Herlory admitted to having a soft spot for the swimwear company, which was founded in 1971 by a motor racing journalist, who named his company after what he felt was “the central piece of the engine” (vilebrequin means “crankshaft”). He can still remember buying his first pair of distinctive boxer-style bathing trunks in a shop close to the École Militaire in Paris. That was in the early 1980s, but he says the spirit of the brand remains ensconced in the glamour of the French Riviera at the turn of the 1970s, when Fred Prysquel crafted his first pair of Vilebrequin shorts from spinnaker sailcloth. If one image summed up the brand, he says, it’s Brigitte Bardot “and her friends” in …And God Created Woman. “That’s exactly Saint-Tropez at that time, that kind of freedom, that liberation.”
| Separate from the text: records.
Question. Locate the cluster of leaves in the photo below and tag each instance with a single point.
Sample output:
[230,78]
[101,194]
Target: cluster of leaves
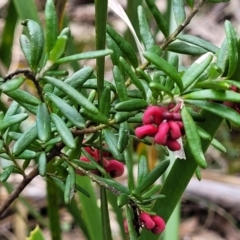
[67,119]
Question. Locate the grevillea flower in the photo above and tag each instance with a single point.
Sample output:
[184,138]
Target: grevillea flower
[146,220]
[114,168]
[159,224]
[164,124]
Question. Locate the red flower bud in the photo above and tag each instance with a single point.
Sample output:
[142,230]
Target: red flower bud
[125,226]
[153,114]
[159,224]
[162,134]
[146,130]
[147,221]
[115,168]
[174,131]
[173,145]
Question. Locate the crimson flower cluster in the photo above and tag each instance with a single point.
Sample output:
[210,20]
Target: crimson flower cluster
[164,124]
[233,105]
[152,223]
[113,167]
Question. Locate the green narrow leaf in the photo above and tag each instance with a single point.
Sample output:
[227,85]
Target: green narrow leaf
[111,141]
[90,211]
[179,11]
[120,84]
[58,49]
[77,79]
[133,76]
[124,45]
[160,20]
[184,48]
[232,47]
[51,25]
[218,95]
[68,111]
[42,164]
[43,123]
[222,56]
[163,65]
[36,42]
[25,140]
[123,137]
[194,71]
[105,101]
[218,109]
[36,234]
[11,120]
[146,35]
[85,55]
[193,138]
[7,34]
[73,94]
[21,96]
[131,105]
[198,42]
[129,164]
[142,169]
[152,176]
[218,145]
[63,131]
[12,84]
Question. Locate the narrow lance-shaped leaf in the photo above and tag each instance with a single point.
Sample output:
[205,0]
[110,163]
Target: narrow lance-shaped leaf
[120,84]
[36,41]
[218,95]
[179,11]
[152,176]
[193,138]
[232,47]
[51,24]
[111,141]
[218,109]
[129,164]
[63,131]
[73,94]
[86,55]
[68,111]
[43,123]
[184,48]
[198,42]
[142,169]
[160,20]
[125,46]
[145,32]
[133,76]
[77,79]
[195,70]
[42,164]
[163,65]
[11,120]
[25,140]
[12,84]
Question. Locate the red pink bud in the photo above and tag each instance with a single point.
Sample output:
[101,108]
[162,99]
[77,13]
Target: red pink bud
[115,168]
[159,224]
[147,221]
[162,134]
[125,225]
[174,131]
[153,114]
[146,130]
[173,145]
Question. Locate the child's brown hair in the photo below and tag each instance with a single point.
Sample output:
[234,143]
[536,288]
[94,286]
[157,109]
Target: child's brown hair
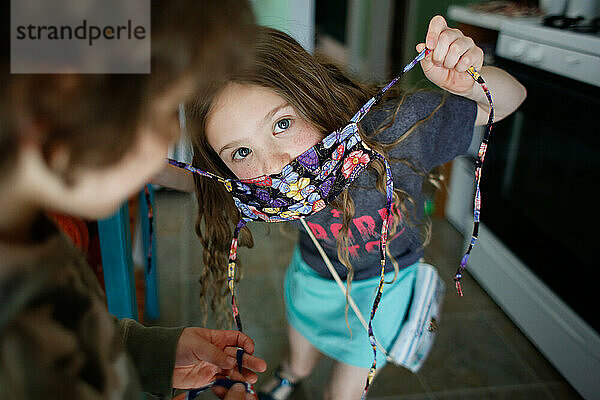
[323,96]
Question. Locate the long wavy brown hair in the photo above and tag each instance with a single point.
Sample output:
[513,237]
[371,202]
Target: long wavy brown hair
[324,96]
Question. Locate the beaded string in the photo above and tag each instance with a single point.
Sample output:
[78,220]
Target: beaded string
[384,229]
[150,229]
[478,167]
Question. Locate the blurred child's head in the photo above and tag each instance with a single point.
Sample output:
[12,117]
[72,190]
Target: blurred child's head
[89,141]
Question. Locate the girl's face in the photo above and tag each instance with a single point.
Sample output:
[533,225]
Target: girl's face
[257,132]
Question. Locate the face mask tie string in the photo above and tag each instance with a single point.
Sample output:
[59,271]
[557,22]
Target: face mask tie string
[478,169]
[231,273]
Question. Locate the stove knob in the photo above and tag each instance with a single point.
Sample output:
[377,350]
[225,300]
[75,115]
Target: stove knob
[535,55]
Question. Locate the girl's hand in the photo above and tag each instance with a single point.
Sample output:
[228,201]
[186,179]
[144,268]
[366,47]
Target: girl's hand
[452,54]
[202,355]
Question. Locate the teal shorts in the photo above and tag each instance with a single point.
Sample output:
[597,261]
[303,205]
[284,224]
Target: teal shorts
[315,308]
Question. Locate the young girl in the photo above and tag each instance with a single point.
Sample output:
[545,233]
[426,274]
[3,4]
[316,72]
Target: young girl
[262,119]
[81,144]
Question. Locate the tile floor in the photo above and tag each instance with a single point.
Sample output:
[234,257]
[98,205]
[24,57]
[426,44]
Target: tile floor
[479,353]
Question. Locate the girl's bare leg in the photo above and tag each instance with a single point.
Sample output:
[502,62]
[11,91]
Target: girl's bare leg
[300,362]
[302,357]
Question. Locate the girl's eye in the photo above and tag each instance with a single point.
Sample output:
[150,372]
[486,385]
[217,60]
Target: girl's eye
[282,125]
[241,153]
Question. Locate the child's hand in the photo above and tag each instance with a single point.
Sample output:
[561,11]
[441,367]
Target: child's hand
[452,53]
[204,354]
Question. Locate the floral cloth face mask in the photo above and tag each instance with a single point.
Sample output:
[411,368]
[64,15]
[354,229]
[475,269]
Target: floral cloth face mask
[311,182]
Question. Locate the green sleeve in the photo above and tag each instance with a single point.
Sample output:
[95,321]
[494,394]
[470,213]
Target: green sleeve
[152,350]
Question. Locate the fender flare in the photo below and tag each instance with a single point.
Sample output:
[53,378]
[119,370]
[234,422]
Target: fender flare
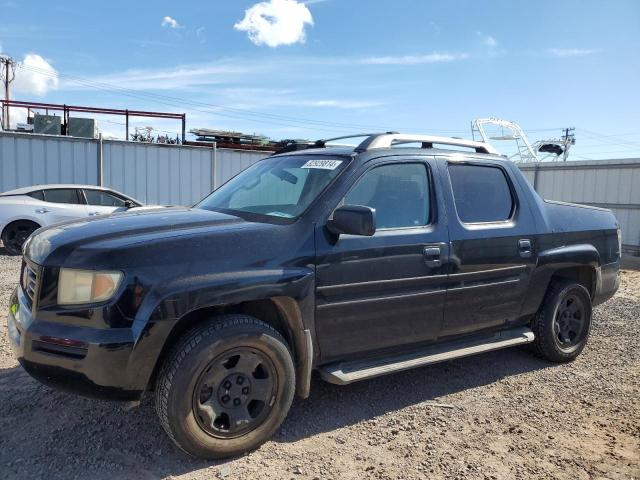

Superflex Tropics Merise-print shorts, £180; Winter Moorea-print shorts, £160

Goldfarb asked Herlory to be the CEO of the company when he bought it, but Herlory wanted to open an art gallery in St Barths, not “jump [back] into the nightmare of travel”. So the American made him an irresistible offer: run Vilebrequin and its outlets – from Miami to Shanghai – remotely from St Barths. For the second time, he says, he’d met a man prepared to adapt an organisation to fit him personally.

“That’s the secret to keep people motivated,” he says. “I got the lesson myself – I lived it – so I do the same. And that’s also happening at Vilebrequin. The head office is in Geneva, I have product development and communications in Paris, my commercial director is in the South of France… And it works.”

Herlory is careful to emphasise his respect for Vilebrequin’s heritage, but his strategy is to develop it into a lifestyle brand. Since taking over in 2012, his new creative team have designed the company’s first womenswear collection and expanded its repertoire of ready-to-wear fashion and accessories.

So what’s the five-year plan? “I will dive in St Barths,” he says with a smile. “And I will sail in the Caribbean.”


Shaun Phillips is associate features editor of The Times.